The answer may be hurtful, but in my experience what you imagine is much worse than what you know. At worst you might find out something - and at best you might get another performance!

  Re: General discussion - composing for specific musician  angryjane at 18:13 on 07 October 2006
 

hello piargno and dunkinwedd,

the piece was originally written for a solo cellist.
actually i know another cellist who improvises and sings.
i might ask her at some point if she'd be interested in the piece or i might just move on. i do like the piece but i would rather write new pieces than try to revive an old one unless i find someone who would genuinely be interested in performing the piece.

as for asking the original cellist what she really thought about the piece, i did already and she didn't really give me a straightforward answer so i assume she didn't want to hurt my feelings any more than she already had. i mean if someone wrote you a piece and you hated it, could you really tell that person that and why? relatives would have no trouble saying something that harsh but presumably someone that is more an acquaintance would be reticent about saying something brutal to your face.... well maybe some people would have no trouble but this was not the case here.

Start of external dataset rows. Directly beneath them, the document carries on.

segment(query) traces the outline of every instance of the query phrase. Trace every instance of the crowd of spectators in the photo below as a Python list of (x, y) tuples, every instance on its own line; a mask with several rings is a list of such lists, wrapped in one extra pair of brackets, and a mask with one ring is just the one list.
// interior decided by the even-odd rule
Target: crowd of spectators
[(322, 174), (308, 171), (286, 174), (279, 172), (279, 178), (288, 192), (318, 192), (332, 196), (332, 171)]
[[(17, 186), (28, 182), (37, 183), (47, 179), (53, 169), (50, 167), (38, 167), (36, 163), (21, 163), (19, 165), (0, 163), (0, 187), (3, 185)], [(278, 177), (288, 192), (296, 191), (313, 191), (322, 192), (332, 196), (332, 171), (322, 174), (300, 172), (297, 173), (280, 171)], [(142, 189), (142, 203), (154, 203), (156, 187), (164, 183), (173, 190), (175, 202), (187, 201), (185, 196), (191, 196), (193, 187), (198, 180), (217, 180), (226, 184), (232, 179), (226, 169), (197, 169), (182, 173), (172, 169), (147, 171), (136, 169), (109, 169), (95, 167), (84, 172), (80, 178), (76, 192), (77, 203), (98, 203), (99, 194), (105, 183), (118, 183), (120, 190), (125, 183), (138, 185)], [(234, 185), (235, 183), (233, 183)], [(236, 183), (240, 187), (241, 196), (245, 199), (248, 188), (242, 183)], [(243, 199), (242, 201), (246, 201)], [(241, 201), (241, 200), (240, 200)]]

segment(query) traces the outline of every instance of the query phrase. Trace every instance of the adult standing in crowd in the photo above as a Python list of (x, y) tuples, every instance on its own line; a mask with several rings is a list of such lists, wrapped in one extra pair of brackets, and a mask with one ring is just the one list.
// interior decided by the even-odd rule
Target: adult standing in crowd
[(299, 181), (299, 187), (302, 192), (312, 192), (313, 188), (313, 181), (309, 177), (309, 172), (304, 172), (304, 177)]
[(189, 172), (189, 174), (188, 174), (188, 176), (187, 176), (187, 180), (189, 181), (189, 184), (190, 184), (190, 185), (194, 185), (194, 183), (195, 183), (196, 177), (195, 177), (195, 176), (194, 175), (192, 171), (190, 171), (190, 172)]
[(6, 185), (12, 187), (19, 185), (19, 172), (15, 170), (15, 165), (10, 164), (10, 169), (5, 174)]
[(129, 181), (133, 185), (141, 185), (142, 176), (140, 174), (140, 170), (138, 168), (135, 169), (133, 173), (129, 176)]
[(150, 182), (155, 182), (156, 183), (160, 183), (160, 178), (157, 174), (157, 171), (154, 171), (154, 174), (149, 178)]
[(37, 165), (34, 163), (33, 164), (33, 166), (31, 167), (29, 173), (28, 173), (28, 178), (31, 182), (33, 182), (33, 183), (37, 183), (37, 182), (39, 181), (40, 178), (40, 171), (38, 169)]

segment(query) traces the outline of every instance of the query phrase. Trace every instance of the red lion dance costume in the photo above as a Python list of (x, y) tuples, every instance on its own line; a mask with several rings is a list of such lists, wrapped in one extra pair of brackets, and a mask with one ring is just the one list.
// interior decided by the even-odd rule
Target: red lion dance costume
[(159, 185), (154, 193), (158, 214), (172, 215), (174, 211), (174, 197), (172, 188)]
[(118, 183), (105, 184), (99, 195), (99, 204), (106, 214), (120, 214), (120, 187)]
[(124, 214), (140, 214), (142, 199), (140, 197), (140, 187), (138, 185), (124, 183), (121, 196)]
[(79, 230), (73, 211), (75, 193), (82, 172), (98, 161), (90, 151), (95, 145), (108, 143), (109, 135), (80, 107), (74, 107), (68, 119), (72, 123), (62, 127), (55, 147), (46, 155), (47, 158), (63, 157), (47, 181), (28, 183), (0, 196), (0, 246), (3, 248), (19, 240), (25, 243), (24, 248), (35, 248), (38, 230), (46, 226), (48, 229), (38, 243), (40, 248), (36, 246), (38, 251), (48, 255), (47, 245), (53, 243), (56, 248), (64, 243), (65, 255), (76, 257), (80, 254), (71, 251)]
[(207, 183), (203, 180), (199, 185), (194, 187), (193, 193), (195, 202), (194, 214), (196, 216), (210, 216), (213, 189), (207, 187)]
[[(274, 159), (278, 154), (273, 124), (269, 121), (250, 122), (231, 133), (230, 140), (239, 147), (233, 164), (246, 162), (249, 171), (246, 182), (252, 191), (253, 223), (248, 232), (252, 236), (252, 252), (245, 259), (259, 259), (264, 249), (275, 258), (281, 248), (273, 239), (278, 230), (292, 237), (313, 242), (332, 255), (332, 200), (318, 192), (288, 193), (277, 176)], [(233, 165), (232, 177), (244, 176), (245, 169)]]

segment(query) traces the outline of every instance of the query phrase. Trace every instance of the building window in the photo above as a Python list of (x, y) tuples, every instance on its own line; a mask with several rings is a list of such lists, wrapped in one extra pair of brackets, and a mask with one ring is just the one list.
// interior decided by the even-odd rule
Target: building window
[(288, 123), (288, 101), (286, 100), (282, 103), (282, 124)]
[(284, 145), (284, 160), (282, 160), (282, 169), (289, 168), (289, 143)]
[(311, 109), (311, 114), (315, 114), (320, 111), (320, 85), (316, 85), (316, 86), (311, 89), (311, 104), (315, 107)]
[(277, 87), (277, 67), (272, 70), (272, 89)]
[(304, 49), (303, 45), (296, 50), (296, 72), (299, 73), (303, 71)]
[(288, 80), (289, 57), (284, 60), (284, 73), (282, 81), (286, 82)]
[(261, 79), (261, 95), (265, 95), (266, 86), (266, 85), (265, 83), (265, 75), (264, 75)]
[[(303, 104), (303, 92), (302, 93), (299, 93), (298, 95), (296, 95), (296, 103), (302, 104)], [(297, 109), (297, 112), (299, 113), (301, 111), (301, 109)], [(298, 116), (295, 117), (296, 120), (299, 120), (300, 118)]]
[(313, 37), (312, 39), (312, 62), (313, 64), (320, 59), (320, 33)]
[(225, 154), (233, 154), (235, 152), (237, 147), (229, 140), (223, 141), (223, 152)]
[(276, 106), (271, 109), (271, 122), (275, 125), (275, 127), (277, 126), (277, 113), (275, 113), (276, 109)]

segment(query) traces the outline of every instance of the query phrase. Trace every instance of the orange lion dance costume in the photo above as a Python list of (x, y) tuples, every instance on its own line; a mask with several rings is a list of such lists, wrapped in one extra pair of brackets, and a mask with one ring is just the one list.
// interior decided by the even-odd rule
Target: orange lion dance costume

on another tack, has anyone composed for ensembles or a soloist who solicited compositions and what has your experience been - what are the "right" questions to ask in order to have a fruitful experience for both the composer and the ensemble or soloist?



  Re: General discussion - composing for specific musician  James McFadyen at 21:02 on 24 November 2006
 

Dealing with commissions can be a little tricky at times, but a lot of it depends on the musician you are writing for.

The important element here is for the commission to be paid. We've all done free commissions, but eventually you have to start charging.

If they pay for the commission, the musician will feel more attached to the piece, having shelled out several hundered pounds, they will be more likely to take an active role in deciding the music's outcome and thus sculpting the music they actually want to play.

From time to time, a musician may just leave it all up to you, afterall a musician will usually approach you because they want your style of music.

A lot of the bigger composers will probably tell you that commissions are about playing it safe. While the biggest Orchestras in the world may commission John Adams, he still has to play it safe as he stated in an interview on his website.

More important than commissions is the fact that you are writing the music you want to write. This is commonsense, but this will only get you so far and every composer will have to live with the fact they will have to take commissions which are perhaps not too inspiring on a truely artistic level, but will pay the rent nonetheless.

One last important thing: You can't please everyone all the time, it just isn't possible no matter how good you are!